In mid 2019 I got the urge to work on a browser extension. It was pretty fun!
Everyone has different workflows when it comes to their browser tabs. Some people open so many that you can no longer see a tab’s title, and the favicon is all that remains of the content.
I personally like to have a few pinned tabs. For me, if it’s not worthy enough to be pinned then it’s not worthy enough to stick around. And if it IS worthy enough to be pinned, then I want it open by default when the browser starts. This heuristic helps me focus on one task at a time, which I find makes me more effective.
It turns out that my preferences are not shared by most people. This makes a default behavior of most browsers not exactly what I want. And since I’m always looking for a cool new programming project, GrayTabby happened.
Unsurprisingly, the UX for most web extensions is written in HTML and JS – languages that the browser is already good at working with. This fact decides a lot of the development toolchain.
NodeJS / NPM / Webpack
At the end of the day, I need to be in an ecosystem with access to good libraries that can compile down to HTML/JS/CSS. NPM is for downloading and managing dependencies. Webpack is for bundling the UI from its constituent ingredients. Node is the runtime for both of these technologies.
VSCode / Typescript
I’m extremely optimistic on VSCode. While it has the downside of being in a hyperspeed ecosystem, it is also completely open and backed by a major tech player (Microsoft). The TS and JS integrations are the best I’ve seen in the industry.
I’ve gotten a ton of mileage out of the TS type system.
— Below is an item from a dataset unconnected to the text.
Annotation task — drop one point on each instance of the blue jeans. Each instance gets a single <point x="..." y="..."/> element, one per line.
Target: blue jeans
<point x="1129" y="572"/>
Lots of stupid bugs avoided. And the compiler is very flexible in the kind of JS it targets.
DefinitelyTyped is a great repository of people who open-source their quality type declarations.
Web extensions have a long history. I started paying attention when they became a large part of Chrome. Eventually firefox supported them too, mostly reverse engineering the Chrome API since so many extensions had already been written for Chrome. Firefox is pushing a new standardization, but browser makers aren’t in a hurry to get on the same page here.
Testing is a big pain and I almost wish I hadn’t even bothered. I found multiple bugs in the toolchain:
Also, so much of the execution environment is too tightly integrated with the browser. This is reasonable (it IS an browser extension, after all) but the mocking logic is so complicated compared to the system under test.
This is the least fun part of the process. Bundling your code and submitting it to a web store required a lot of extra steps. The process was even outright broken for firefox. It really ought to be a one-click solution for open source projects. If I have a travis-CI on an open source project that produces the code, I should have a simple flow to deploy it on a web store via an OAuth integration.